At seventeen, Aristotle traveled to Athens and enrolled in Plato’s Academy. He stayed for twenty years, first as a student, then as a teacher. Plato called him ‘the mind of the school.’
Philip II of Macedon invited Aristotle to tutor his son Alexander. For several years, the greatest philosopher of the age taught the future conqueror of the known world. What exactly he taught remains one of history’s great mysteries.
Aristotle returned to Athens and established the Lyceum, where he taught while walking along the covered walkway (peripatos). His school became known for empirical research, systematic classification, and the sheer range of subjects it investigated.
After Alexander’s death, anti-Macedonian sentiment swept Athens. Aristotle, with his Macedonian connections, was charged with impiety. He fled, reportedly saying he would not let Athens sin twice against philosophy. He died the following year.
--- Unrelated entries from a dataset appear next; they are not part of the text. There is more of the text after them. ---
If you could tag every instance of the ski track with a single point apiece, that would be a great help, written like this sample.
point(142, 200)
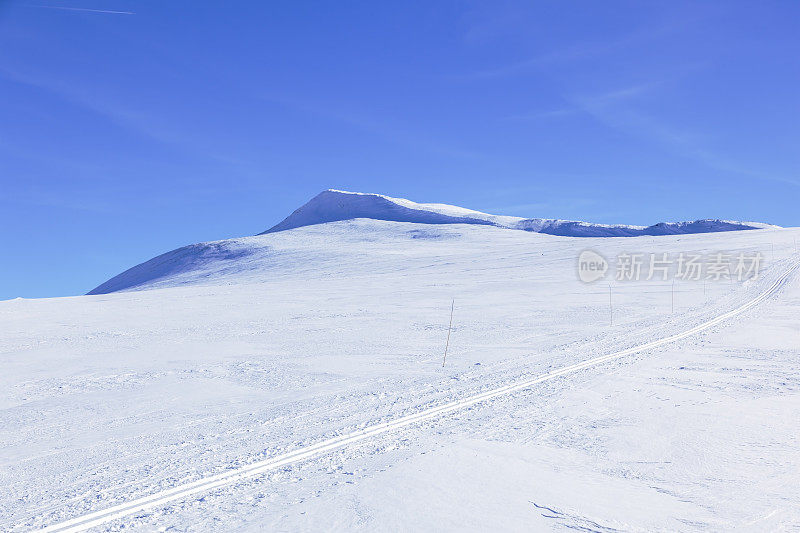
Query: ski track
point(98, 518)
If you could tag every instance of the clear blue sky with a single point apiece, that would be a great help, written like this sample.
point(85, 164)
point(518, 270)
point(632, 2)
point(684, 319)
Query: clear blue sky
point(130, 128)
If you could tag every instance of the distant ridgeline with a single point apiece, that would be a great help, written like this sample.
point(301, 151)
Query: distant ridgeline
point(224, 260)
point(333, 205)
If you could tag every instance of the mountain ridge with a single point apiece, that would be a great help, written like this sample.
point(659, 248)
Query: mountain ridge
point(334, 205)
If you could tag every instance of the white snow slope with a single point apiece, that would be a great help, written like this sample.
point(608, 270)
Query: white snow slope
point(115, 407)
point(333, 205)
point(214, 259)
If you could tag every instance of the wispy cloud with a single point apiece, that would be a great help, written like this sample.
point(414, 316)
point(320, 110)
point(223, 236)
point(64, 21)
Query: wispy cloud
point(85, 10)
point(613, 109)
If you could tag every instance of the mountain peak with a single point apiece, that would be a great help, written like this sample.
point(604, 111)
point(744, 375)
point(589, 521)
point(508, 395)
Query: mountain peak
point(334, 205)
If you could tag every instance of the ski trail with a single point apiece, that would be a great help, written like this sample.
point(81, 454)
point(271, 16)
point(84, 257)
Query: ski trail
point(94, 519)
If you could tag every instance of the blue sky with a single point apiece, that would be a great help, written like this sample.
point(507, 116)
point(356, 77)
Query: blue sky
point(130, 128)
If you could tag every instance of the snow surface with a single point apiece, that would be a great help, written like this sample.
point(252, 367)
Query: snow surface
point(333, 205)
point(214, 260)
point(231, 352)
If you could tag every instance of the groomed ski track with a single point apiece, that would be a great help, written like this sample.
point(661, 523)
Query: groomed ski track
point(98, 518)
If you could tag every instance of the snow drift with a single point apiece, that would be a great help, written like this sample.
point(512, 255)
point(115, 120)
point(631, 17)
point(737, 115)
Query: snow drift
point(333, 205)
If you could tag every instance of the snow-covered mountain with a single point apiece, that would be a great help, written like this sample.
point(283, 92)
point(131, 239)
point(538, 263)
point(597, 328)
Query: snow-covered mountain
point(303, 240)
point(333, 205)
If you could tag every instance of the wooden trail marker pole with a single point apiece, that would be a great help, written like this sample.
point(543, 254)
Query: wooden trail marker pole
point(449, 328)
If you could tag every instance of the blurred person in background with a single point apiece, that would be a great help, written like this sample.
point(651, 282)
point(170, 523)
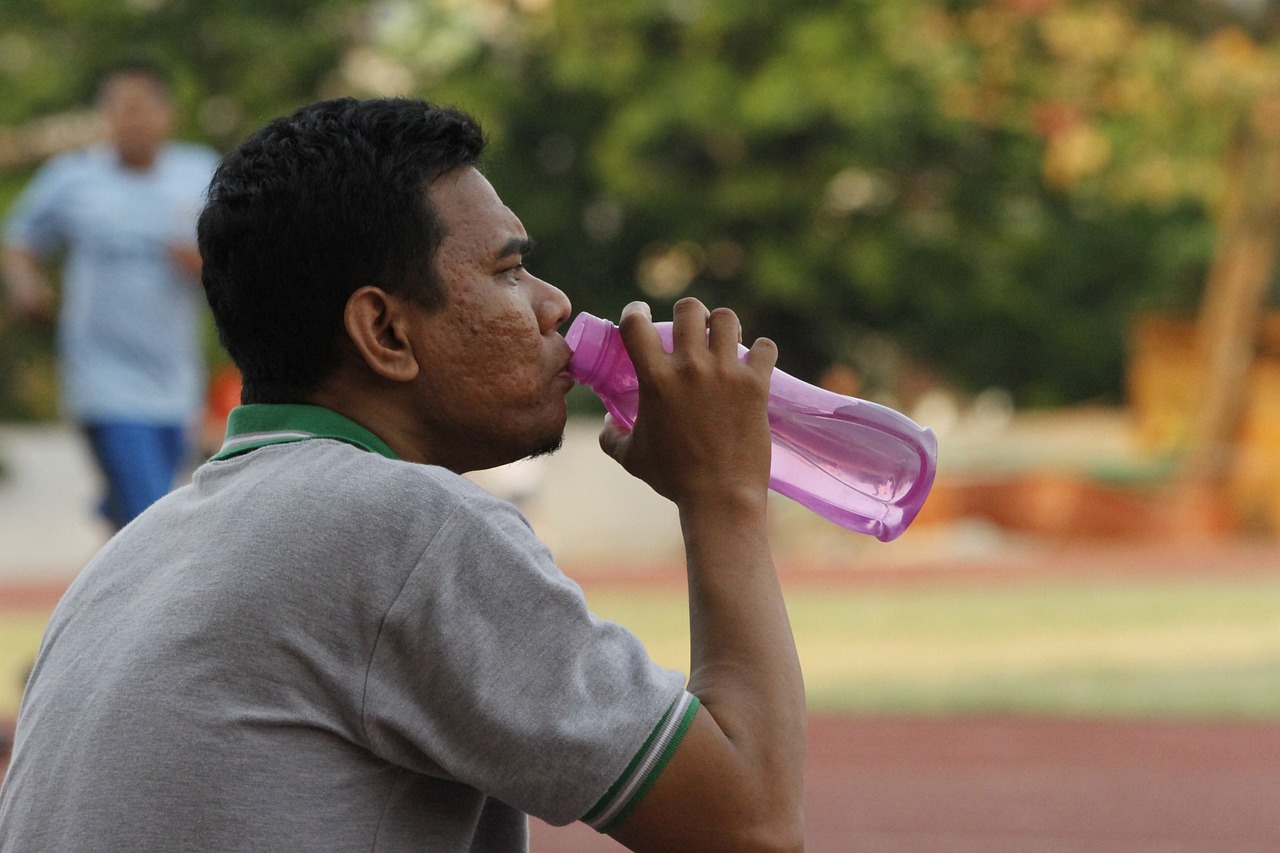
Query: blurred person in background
point(120, 215)
point(332, 639)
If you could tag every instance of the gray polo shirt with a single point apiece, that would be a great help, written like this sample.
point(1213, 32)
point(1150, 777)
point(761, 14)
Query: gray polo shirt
point(319, 647)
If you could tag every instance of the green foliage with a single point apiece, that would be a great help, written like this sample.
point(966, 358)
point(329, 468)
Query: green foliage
point(983, 191)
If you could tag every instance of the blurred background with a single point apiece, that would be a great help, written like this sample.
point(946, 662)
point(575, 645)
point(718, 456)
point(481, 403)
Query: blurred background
point(1043, 228)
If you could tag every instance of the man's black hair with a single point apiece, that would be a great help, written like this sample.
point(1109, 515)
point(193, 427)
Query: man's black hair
point(311, 208)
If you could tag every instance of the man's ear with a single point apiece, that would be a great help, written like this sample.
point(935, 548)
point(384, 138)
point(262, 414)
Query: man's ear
point(378, 327)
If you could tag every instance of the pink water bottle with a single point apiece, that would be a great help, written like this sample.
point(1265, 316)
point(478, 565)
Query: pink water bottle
point(859, 464)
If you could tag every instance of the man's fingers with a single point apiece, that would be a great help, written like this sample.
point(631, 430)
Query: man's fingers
point(726, 333)
point(689, 325)
point(639, 336)
point(763, 355)
point(613, 438)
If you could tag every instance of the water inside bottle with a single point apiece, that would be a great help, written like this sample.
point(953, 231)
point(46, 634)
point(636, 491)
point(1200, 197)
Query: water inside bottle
point(816, 452)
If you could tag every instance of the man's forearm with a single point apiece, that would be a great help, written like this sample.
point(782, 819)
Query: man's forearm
point(744, 662)
point(27, 290)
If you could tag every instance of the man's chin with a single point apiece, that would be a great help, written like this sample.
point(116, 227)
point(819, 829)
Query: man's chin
point(548, 447)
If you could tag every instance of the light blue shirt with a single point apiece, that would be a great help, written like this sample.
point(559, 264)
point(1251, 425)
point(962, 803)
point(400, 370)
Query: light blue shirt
point(128, 332)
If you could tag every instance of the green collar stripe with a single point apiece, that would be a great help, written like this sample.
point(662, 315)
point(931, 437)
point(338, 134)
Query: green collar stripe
point(263, 424)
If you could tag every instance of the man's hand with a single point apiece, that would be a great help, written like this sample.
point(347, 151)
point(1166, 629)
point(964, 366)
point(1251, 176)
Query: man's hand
point(702, 438)
point(31, 299)
point(702, 429)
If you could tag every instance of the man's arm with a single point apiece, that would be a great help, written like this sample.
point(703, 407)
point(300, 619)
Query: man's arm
point(702, 438)
point(30, 295)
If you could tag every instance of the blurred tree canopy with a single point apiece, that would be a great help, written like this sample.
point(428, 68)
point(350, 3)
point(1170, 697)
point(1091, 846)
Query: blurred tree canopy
point(972, 192)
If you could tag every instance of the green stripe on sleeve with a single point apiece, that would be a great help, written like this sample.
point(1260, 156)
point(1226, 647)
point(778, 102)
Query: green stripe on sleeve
point(635, 781)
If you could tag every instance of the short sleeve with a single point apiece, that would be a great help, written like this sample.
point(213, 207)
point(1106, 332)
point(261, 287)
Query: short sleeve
point(39, 218)
point(490, 670)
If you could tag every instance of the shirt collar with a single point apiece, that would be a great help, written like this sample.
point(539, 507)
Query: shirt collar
point(261, 424)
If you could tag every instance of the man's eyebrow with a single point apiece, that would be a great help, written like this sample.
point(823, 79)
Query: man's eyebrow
point(516, 246)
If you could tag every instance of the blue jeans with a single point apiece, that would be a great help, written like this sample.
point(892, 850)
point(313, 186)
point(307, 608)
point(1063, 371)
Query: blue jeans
point(140, 463)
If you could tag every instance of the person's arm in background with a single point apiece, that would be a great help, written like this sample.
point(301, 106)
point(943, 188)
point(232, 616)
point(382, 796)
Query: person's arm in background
point(702, 439)
point(30, 296)
point(187, 258)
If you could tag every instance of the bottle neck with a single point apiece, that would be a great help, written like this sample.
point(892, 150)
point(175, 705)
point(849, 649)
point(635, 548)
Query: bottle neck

Aristotle studied at Plato’s Academy for twenty years. He revered Plato but fundamentally disagreed with the theory of Forms.
Cicero admired Aristotle's style and drew on his rhetorical and ethical writings throughout his career.
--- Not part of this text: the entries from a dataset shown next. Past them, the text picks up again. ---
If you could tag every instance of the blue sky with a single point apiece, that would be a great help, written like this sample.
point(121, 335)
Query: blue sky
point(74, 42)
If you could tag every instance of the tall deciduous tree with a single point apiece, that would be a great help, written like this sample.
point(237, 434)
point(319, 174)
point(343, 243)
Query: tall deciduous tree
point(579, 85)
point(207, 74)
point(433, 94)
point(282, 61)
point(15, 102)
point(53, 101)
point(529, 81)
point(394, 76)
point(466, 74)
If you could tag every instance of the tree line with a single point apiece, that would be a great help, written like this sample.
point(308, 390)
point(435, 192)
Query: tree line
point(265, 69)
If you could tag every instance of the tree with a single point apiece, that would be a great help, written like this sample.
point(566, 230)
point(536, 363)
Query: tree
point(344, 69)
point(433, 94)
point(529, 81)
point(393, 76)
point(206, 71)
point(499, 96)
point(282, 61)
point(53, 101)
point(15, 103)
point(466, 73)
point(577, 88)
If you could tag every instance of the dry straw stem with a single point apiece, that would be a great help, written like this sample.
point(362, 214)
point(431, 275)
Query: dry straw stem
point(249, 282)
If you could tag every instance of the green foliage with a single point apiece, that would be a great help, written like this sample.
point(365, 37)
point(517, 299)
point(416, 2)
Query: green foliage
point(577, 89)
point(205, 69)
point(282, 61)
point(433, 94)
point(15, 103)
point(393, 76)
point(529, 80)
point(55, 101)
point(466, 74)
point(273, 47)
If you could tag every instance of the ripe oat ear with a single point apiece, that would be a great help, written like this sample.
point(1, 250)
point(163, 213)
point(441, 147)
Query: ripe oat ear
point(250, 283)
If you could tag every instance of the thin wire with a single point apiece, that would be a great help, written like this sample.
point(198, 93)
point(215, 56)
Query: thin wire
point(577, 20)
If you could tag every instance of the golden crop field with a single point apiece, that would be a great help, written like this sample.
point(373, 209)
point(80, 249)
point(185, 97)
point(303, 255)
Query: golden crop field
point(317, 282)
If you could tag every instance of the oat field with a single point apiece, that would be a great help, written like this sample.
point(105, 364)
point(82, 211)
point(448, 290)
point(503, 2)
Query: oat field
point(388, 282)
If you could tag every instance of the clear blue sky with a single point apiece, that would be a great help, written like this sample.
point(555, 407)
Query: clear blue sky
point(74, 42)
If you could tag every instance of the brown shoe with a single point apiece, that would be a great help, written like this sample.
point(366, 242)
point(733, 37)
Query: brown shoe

Al-Kindi supervised the translation of Aristotle into Arabic and built on his metaphysics.
Ibn Rushd wrote three levels of commentary on nearly every work of Aristotle.
Aquinas called Aristotle simply 'The Philosopher' and built the Summa Theologica on Aristotelian logic and metaphysics.
Maimonides took Aristotle as the measure of reason and labored to reconcile him with the Torah.
Albert set himself the task of making the whole of Aristotle available to the Latin world.
Theophrastus succeeded Aristotle as head of the Lyceum and carried his empirical method into botany and the study of character.